# Science:Math Exam Resources/Courses/MATH101/April 2015/Question 09 (b)/Solution 1

First, calculate the work required to move the iron plate at the height ${\displaystyle zm}$ with the width ${\displaystyle dz}$.

Since we move from the 2m basement below ground level, the distance that the object move is ${\displaystyle \color {OrangeRed}d=(z+2)m}$.

On the other hand, since the plate at the height ${\displaystyle z}$ is a square with the side length ${\displaystyle (3-z)m}$, its volume is ${\displaystyle V=(3-z)^{2}dzm^{3}}$.

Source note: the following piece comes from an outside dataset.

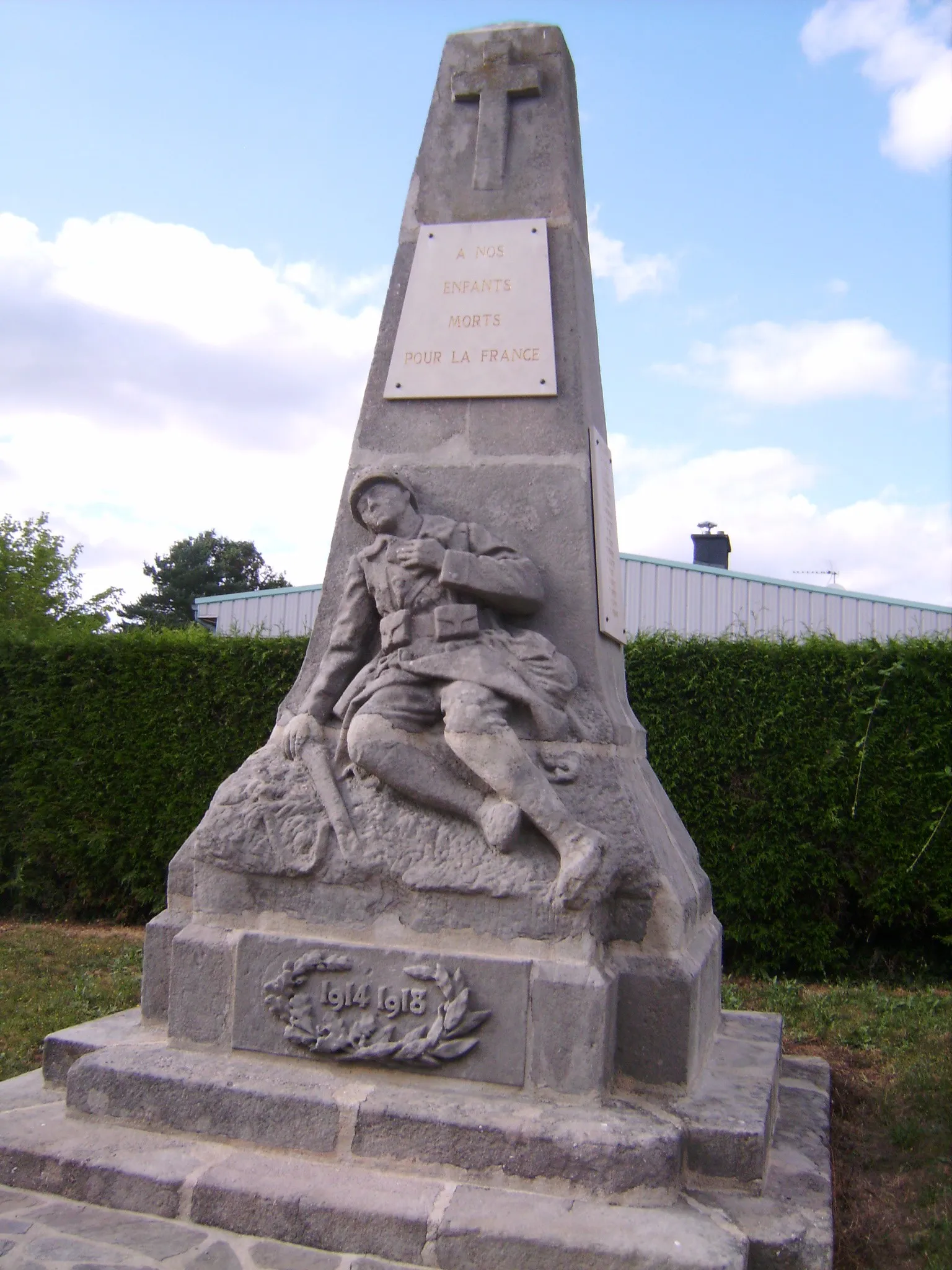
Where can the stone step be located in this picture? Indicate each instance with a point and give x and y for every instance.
(730, 1110)
(322, 1108)
(342, 1206)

Using the formula for the mass, this gives the mass of the plate: ${\displaystyle m=\rho \cdot V=(3-z)^{2}dzm^{3}\cdot 8000kg/m^{3}=8000\cdot (3-z)^{2}dzkg}$.

Then, from the formula for the force, we have ${\displaystyle {\color {OliveGreen}{F}}=mg=8000\cdot (3-z)^{2}dzkg\cdot 9.8m/s^{2}={\color {OliveGreen}9.8\cdot 8000\cdot (3-z)^{2}dz(kg\cdot m/s^{2})}}$.

Therefore, the required work to move the iron plate at the height ${\displaystyle zm}$ is ${\displaystyle W={\color {OliveGreen}F}{\color {OrangeRed}d}=9.8\cdot 8000\cdot (3-z)^{2}dz(kg\cdot m/s^{2})\cdot (z+2)m=9.8\cdot 8000\cdot (3-z)^{2}(z+2)dz(kg\cdot m^{2}/s^{2})}$

Finally, since the range of ${\displaystyle z}$ is from ${\displaystyle 0}$ to ${\displaystyle 3}$, we integrate in this range and get the total required work to move all of the iron from its starting position to its present position:

${\displaystyle W=\color {blue}\int _{0}^{3}9.8\cdot 8000\cdot (3-z)^{2}(z+2)dz(kg\cdot m^{2}/s^{2})}$.